In this case, the researcher seems to be excited specifically because of the potential of torsion to explain dark energy -- a recently discovered phenomena (although of course, oddly presaged by Einstein's cosmological constant hack).




The classical theory of gravity with torsion certainly does not explain dark matter. The author is trying to build some quantum theory of gravity, where torsion is required, speculating that it would explain dark matter. I should add here that the attempts to build a quantum theory of gravity without torsion failed in the last 100 years (string theory is the best candidate), and the author is trying to add even more complexity by adding torsion tensor.
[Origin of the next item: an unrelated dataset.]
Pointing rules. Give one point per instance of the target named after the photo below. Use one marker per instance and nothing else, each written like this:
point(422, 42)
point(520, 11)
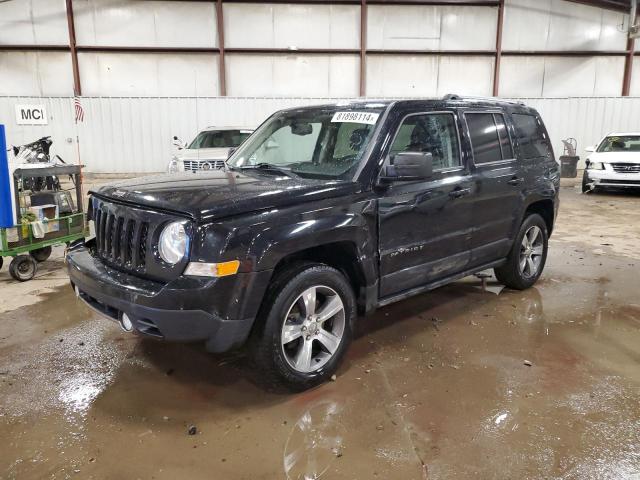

I'm trying to follow you as a (very interested) layman, so excuse me if I'm being stupid. Couldn't the failure to build quantum gravity be BECAUSE torsion has been excluded (which is I believe what the author suggests)? Maybe this is something that has to be looked into.

I'm thinking that a marriage of physics, mathematics and CS might be necessary to overcome our limits in understanding these structures. Something like an IBM Watson for physicists, where a computer is fed with all informations we have and solves an optimisation problem to come up with a unified theory explaining all the phenomenons with the least complex solution (i.e. the least universal constants). Another requirement would be to have 42 as an error code for all possible failures in the calculation ;).


The author paraphrases "spacetime tells matter how to move, and matter tells spacetime how to curve". The torsion axiom extends this to "...and matter tells spacetime how to curve and twist". The way he explains it makes it sound like an elegant way to complete the General Relativity hypothesis, which Einstein described as "the happiest thought of his life". If an axiom has a certain elegance about it, then perhaps a quantum theory of gravity without torsion is adding the complexity, not the other way around.


Complexity or model? Torsion is biplanar directed?

We know quantum constants. Is a cosmological bivector so different? Should be observable?

If only we could measure universal expansion accurately at small timescales, we could listen to the rain on the roof (horizon).


Dark matter is an explanation!


Don't forget confirmation bias. Most dormant theories are dormant for a reason.